Por fim, concluiu-se que “só é possível que as guardas municipais realizem excepcionalmente busca pessoal se houver, além de justa causa para a medida (fundada suspeita de posse de corpo de delito), relação clara, direta e imediata com a necessidade de proteger a integridade dos bens e instalações ou assegurar a adequada execução dos serviços municipais, o que não se confunde com permissão para realizarem atividades ostensivas ou investigativas típicas das polícias militar e civil para combate da criminalidade urbana ordinária” (REsp n. 1.977.119/SP, Rel. Ministro Rogerio Schietti Cruz, Sexta Turma, julgado em 16/8/2022, DJe de 23/8/2022).

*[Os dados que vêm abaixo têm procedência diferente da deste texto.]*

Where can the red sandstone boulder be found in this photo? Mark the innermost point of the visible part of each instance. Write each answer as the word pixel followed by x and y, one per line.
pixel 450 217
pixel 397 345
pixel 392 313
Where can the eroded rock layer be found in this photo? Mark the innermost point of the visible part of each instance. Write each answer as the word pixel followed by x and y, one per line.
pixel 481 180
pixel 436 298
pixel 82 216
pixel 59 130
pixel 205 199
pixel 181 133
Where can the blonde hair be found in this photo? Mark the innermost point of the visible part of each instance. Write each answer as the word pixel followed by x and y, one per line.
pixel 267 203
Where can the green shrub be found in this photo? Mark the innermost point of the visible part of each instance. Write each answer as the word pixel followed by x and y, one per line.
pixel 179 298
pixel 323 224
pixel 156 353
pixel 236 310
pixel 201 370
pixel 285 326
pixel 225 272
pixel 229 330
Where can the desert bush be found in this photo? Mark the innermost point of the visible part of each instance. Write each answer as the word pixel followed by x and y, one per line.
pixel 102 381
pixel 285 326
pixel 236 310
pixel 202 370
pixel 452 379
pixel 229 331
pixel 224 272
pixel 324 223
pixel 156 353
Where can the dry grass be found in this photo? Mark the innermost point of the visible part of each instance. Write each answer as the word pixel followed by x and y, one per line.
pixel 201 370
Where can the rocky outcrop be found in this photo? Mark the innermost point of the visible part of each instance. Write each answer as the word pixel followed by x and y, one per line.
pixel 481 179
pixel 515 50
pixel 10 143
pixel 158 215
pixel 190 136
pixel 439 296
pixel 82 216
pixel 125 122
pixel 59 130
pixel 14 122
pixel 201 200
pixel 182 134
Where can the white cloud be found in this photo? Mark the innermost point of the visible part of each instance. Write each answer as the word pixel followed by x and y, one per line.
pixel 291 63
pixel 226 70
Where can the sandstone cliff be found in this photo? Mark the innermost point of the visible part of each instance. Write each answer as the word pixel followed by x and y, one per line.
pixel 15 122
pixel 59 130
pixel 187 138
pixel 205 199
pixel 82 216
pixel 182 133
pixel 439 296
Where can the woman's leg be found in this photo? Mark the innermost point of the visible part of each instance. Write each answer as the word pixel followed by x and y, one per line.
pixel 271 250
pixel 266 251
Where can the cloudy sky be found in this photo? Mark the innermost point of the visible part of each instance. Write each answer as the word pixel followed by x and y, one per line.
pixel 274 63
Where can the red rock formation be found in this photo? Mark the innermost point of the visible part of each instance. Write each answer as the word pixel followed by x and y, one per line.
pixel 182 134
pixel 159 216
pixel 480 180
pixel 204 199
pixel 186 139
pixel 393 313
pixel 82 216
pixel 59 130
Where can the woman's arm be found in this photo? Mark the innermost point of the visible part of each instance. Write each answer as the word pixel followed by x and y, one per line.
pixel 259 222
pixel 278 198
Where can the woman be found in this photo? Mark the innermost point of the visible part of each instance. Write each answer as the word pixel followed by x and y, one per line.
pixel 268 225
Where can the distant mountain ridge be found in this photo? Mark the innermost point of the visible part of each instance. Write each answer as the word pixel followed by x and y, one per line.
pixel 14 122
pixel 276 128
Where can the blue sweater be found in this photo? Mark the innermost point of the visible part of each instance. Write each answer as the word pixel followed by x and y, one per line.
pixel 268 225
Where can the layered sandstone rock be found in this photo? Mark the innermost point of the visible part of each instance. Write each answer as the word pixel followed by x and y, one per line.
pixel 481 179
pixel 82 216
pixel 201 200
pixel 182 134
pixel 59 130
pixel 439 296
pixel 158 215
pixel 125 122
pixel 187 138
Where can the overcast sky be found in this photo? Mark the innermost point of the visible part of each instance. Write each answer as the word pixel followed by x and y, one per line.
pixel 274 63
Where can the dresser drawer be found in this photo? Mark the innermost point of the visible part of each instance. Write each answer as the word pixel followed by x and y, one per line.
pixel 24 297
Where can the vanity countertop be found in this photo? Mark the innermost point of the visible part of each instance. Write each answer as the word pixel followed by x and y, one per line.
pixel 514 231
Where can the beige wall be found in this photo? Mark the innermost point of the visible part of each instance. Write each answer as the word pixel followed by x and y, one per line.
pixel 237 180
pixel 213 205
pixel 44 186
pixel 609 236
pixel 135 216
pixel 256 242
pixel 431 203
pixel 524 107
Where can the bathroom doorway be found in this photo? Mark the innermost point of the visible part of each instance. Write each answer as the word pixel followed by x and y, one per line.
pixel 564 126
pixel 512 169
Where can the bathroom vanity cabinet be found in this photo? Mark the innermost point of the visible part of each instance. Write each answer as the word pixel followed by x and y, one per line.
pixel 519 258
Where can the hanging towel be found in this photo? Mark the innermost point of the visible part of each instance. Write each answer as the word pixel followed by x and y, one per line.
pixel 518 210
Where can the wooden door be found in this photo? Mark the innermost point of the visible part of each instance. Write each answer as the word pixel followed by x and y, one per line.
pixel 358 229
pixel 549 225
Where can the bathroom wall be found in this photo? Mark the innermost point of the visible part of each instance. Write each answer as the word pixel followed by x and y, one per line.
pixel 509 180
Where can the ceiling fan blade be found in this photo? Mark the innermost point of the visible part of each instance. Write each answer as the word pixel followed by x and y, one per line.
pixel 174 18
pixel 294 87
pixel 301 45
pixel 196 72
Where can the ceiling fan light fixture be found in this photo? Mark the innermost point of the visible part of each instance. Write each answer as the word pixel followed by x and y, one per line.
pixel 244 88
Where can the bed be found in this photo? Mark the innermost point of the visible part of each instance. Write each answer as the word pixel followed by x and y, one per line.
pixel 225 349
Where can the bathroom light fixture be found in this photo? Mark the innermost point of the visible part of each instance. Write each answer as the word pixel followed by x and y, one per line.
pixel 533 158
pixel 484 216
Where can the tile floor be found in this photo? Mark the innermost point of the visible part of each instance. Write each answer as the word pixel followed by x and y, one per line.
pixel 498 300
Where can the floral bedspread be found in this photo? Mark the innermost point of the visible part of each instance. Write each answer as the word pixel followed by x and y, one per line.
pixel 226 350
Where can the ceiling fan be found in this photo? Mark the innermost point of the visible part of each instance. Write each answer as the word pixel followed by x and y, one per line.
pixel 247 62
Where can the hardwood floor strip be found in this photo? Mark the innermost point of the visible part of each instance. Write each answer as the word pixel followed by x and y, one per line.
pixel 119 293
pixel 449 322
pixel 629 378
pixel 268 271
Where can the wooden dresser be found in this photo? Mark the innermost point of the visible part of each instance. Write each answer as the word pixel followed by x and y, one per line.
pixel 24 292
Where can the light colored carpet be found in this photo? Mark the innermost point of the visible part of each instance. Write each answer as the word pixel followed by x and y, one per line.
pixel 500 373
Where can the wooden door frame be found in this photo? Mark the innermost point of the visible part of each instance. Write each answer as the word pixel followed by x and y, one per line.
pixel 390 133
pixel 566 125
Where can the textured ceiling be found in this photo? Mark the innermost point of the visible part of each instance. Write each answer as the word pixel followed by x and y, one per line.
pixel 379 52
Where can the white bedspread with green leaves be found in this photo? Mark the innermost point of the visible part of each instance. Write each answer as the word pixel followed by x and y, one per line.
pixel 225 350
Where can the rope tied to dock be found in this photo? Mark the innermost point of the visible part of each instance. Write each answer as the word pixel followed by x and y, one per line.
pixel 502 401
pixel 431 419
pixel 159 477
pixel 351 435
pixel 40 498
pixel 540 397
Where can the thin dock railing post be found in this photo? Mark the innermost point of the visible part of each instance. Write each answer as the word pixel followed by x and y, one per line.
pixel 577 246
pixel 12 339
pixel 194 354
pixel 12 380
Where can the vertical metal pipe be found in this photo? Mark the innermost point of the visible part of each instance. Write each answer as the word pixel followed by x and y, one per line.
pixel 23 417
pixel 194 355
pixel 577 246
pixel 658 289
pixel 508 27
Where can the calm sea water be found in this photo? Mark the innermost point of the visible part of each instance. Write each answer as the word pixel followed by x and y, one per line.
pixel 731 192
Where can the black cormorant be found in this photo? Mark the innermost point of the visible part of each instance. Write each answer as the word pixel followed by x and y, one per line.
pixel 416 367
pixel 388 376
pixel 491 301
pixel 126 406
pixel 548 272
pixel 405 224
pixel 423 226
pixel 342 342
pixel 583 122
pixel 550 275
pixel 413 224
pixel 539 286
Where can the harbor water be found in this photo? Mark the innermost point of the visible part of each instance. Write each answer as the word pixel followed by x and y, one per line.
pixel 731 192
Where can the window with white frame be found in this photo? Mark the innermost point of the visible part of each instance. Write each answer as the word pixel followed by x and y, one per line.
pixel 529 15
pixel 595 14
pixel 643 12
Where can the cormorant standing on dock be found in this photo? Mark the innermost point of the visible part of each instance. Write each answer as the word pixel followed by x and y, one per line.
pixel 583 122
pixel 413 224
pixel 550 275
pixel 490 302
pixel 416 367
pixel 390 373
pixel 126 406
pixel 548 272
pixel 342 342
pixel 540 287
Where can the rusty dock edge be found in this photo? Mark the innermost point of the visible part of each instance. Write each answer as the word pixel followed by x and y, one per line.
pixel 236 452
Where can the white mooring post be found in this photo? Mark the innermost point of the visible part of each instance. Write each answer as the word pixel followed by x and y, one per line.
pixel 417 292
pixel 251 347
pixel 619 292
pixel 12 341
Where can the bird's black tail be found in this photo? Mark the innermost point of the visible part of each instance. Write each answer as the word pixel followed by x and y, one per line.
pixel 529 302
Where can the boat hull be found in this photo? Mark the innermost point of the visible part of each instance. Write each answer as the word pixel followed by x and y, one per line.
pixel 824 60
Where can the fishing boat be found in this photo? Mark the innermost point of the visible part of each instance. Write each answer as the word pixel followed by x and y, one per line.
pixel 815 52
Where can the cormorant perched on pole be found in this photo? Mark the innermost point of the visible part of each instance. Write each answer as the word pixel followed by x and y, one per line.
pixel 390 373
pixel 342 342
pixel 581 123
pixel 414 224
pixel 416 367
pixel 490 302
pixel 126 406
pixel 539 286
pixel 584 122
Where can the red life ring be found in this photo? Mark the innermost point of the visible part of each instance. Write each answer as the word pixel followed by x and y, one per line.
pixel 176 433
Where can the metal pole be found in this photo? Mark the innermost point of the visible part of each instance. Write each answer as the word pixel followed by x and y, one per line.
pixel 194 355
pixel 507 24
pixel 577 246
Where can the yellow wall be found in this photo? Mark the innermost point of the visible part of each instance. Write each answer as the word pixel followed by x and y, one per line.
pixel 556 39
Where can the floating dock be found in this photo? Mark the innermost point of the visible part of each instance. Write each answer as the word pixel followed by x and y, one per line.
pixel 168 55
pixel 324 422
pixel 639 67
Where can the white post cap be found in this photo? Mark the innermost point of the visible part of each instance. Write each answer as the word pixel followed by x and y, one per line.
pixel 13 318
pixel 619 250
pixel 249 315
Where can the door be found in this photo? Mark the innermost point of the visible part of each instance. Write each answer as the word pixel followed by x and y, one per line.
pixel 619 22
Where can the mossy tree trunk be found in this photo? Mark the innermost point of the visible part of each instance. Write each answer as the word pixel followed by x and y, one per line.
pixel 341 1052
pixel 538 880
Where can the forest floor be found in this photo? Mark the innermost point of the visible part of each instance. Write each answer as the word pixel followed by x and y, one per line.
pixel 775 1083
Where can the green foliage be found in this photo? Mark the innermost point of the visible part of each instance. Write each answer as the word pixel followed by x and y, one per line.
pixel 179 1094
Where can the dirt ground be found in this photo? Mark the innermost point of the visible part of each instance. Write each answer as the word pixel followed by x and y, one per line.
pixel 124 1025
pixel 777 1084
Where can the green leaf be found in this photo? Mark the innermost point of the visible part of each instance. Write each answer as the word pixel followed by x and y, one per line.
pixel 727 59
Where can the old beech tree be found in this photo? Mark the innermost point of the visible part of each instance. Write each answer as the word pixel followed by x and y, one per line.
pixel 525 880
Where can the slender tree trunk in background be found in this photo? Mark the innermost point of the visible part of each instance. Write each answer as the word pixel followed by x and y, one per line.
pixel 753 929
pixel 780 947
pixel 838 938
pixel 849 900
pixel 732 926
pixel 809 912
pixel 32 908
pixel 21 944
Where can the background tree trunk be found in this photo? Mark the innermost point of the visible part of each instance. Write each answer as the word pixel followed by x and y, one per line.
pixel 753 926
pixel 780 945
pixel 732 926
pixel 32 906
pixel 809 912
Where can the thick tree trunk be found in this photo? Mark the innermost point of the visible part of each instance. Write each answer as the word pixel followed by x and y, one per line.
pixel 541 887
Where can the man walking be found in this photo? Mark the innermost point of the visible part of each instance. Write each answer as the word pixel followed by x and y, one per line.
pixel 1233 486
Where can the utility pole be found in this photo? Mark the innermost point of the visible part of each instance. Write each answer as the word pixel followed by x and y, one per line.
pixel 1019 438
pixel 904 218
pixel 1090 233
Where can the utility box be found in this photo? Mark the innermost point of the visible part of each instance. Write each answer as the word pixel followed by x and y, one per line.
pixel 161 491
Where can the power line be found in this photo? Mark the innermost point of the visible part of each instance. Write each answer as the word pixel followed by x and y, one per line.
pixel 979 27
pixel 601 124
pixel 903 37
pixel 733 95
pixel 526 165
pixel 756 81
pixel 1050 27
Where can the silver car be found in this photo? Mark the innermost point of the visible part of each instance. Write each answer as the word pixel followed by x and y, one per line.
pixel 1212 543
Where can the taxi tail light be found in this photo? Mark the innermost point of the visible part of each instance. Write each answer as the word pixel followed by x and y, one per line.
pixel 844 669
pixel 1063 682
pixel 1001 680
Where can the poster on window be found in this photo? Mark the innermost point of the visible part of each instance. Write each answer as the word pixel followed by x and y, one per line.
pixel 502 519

Todavia, “conforme jurisprudência consolidada desta Corte Superior, não há falar em ilegalidade na prisão em flagrante realizada por guardas civis municipais. Consoante disposto no art. 301 do CPP, ‘qualquer do povo poderá e as autoridades policiais e seus agentes deverão prender quem quer que seja encontrado em flagrante delito'” (AgRg no HC n. 748.019/SP, Rel. Ministro Ribeiro Dantas, Quinta Turma, julgado em 16/8/2022, DJe de 22/8/2022).
No caso, a situação não se assemelhou àquela que ensejou o provimento do REsp n. 1.977.119/SP. Consoante consignado pelo Tribunal de origem, o “local era conhecido como de traficância e a atitude suspeita do réu, ficando nervoso ao avistar a viatura e escondendo algo na cintura, motivaram os guardas a procederem a abordagem, na qual foram encontrados com o réu as drogas”. Nesse contexto, a atuação da Guarda Municipal não se mostrou ilegal.
Não há falar em ilegalidade na busca pessoal realizada por guardas civis municipais motivada pela atitude suspeita do réu, que, em local conhecido como de traficância, ficou nervoso ao avistar a viatura e escondeu algo na cintura.